Bernie Webber (played by a somewhat unrecognizable Chris Pine sporting a New England accent) is a hero, but is defined by his subtle, humble nature. When he isn’t flooring his small rescue team boat over the raging waves (more on this later) looking to decimate him and his small group, the cinematography is often closing in on his face to elicit numerous different emotions; he’s supposed to be preparing for marriage soon, he is clearly haunted by a recent past failed rescue attempt, and is contemplating the bold decision of saving all 32 members stranded on the oil tanker, dying trying at leaving no one behind,
Meanwhile, the 32 men stranded on the sinking oil tanker ripped straight in half by the vicious storm are less interesting (save for Casey Affleck, who turns in a great performance as the new captain of the ship that comes up with a crazy idea to keep the tanker afloat long enough for rescue assistance to reach them), but it definitely feels intentional. There is absolutely no way a script can properly characterize 32 people within two hours, so the writers mitigate this by frequently showcasing everyone working as a team, utilizing some impressive tracking shots that have characters relaying orders to one another (in the engine room and various other areas) as they rig the ship to hopefully stay alive. Visually it is sometimes confusing what is actually being done, but the teamwork approach truly works and allows you to care for all of the characters as a cohesive unit.
Unfortunately, The Finest Hours just had to dedicate a third of its running time to the cliché fiancé in distress subplot. As previously mentioned, Bernie is engaged, meaning that there are many scenes of his fiancée at the base of his coworkers, essentially just nagging them about the probability of their survival out there in extremely harsh conditions. Many of the scenes, if not all of them, are completely superfluous and boring, adding nothing to the story. It’s just a cheap way to garner some additional affection for Bernie, but it’s wholly unnecessary as Chris Pine already does a smashing job at portraying a likable hero that you want to see reach home.What’s most frustrating is that it is abundantly clear that time was taken away from the other far more interesting plot threads to make room for this forgettable nonsense. The Martian abandoned this crap altogether; it’s now nominated for Best Picture.
At least the action on display is fairly exciting, boasting visually stunning special effects that make the storm look rather devastating. In particular, the scene where the tanker is actually split in half is fairly memorable, as are all of the moments of the 32 men coming together as one to stay alive. Bernie also has to tread over numerous large waves in some very intense moments, but for whatever reason the scene goes on for around 10 minutes. I suppose the nature of the story writes the character into a corner as to what he can do as far as action goes, but you could only watch him successfully go over so many waves before you’re restlessly ready for the next spectacular bit.

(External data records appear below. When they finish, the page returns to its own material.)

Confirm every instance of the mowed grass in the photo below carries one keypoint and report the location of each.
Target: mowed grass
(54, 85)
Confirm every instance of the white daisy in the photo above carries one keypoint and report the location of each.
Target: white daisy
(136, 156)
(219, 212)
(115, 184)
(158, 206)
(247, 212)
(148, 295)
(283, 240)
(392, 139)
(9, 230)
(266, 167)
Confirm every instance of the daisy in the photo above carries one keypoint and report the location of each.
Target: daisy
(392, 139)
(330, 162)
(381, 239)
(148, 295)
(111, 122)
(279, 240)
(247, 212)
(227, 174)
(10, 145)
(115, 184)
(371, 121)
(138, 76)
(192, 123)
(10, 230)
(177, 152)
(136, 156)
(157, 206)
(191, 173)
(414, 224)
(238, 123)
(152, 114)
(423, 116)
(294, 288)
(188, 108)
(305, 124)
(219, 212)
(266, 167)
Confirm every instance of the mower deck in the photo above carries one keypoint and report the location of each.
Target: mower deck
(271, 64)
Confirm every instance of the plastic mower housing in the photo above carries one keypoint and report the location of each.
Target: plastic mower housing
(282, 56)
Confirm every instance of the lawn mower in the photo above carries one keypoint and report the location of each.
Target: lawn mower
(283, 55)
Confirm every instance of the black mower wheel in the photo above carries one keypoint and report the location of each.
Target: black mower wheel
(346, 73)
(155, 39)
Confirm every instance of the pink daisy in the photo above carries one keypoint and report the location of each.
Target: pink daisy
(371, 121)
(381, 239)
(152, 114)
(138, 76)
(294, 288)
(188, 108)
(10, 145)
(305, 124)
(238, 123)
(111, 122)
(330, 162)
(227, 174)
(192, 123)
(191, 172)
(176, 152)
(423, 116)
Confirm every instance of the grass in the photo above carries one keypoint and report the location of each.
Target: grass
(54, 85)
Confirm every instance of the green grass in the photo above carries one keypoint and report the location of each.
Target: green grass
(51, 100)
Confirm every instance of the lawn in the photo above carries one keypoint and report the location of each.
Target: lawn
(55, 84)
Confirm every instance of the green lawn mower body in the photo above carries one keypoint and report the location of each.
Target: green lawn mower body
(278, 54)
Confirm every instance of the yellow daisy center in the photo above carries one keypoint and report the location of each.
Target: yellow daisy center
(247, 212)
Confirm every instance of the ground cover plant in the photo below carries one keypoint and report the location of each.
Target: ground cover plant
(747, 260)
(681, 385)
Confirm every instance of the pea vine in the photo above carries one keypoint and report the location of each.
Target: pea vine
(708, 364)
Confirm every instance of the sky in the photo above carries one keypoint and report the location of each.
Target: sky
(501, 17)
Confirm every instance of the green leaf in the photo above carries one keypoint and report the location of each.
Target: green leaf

The Finest Hours is also in 3D, which is basically just utilized for the traditional crashing of objects into focus, and adding some depth to the light snow and heavy rain. It’s really not worth forking over the extra cash for this version, as trading a few pointless effects for a loss of saturation in color isn’t really worth it, especially in this case.
Not all of the characters may be completely likable, the melodramatic tone and heavy-handed soundtrack will eventually become annoying, and the worried fiancé subplot is insufferable, but at sea The Finest Hours is completely serviceable popcorn entertainment with a plethora of veteran actors putting in good work.